Da « Il vantaggio privato »
SUCCEDE DI VIVERE
Succede di vivere nel caso di ingiusta
proporzione di resistere nella stretta
vita a dispetto della negazione
della decomposizione delle immagini di cosa e cosa.
Per mancanza di passione gli atti
segnalano l’inerzia i sensi in astrazione
sono un’ombra di possibilità destinata
a fallire i libri si consumano in rapidi entusiasmi
s’inventa il resto della vita che non ci ha investito
quello disimparato
l’ultimo balzo della tigre nel cerchio rovente.

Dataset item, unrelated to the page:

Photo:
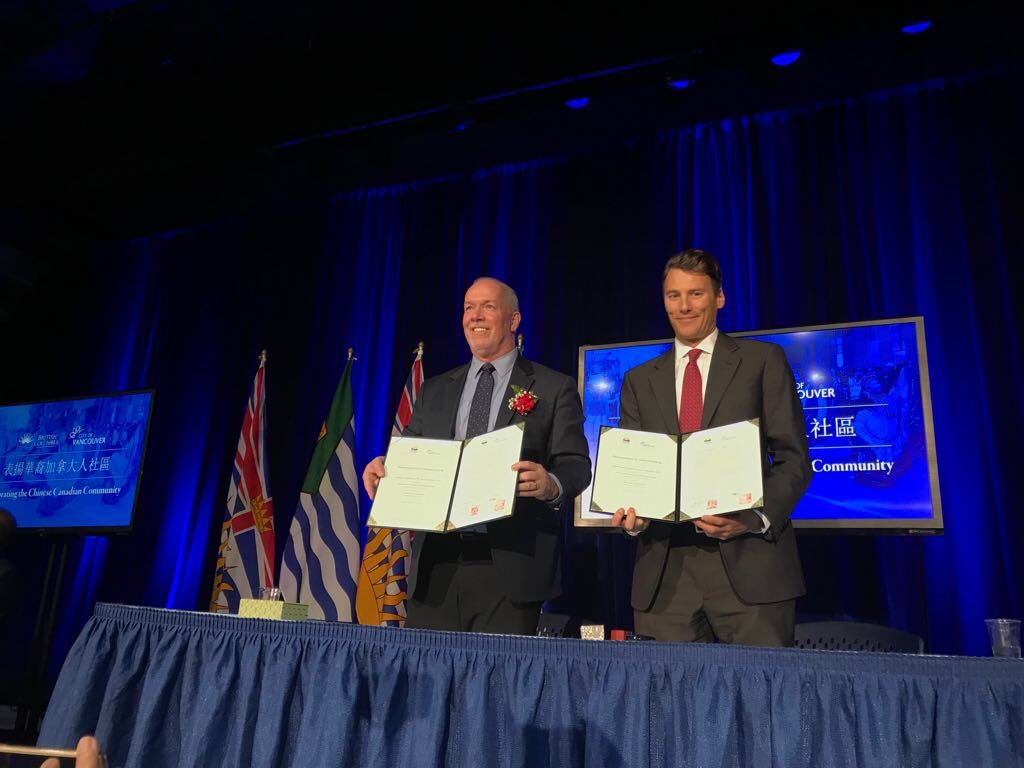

Ma l’uomo e le sue rabbie non si estinguono
unica certezza che non detesto.
Da « Il vantaggio privato »
ANNIENTA SE PUOI LA REALTA’
Annienta se puoi la realtà colpiscila
limitala ancora di più e poi accertati
del tuo sviluppo di dinosauro dei vincoli
adeguati al tuo volume e peso specifico
vedi caso di genere irragionevole abnorme
e me condannami a quel che accade e inevitabile
alla mia identità si direbbe alle
circostanze di alcuni elementi insoluti.
Non potrai superare la sorpresa
che mi ha inchiodato a vere sanzioni tu sei
un aforisma ambiguo lusingato. Impara
a ignorare gli argomenti di un percorso
egoista impara a porti dalla parte degli altri
l’invadente disponibilità oppone un cattivo
presente agli avvenimenti necessitati impara
a vagliare i parametri compositivi i rapporti
tra le forze coscienti e il loro sfacelo
perché l’intero resista e ciò che era da sempre
e ciò che avviene ed è irrevocabile al tempo stesso.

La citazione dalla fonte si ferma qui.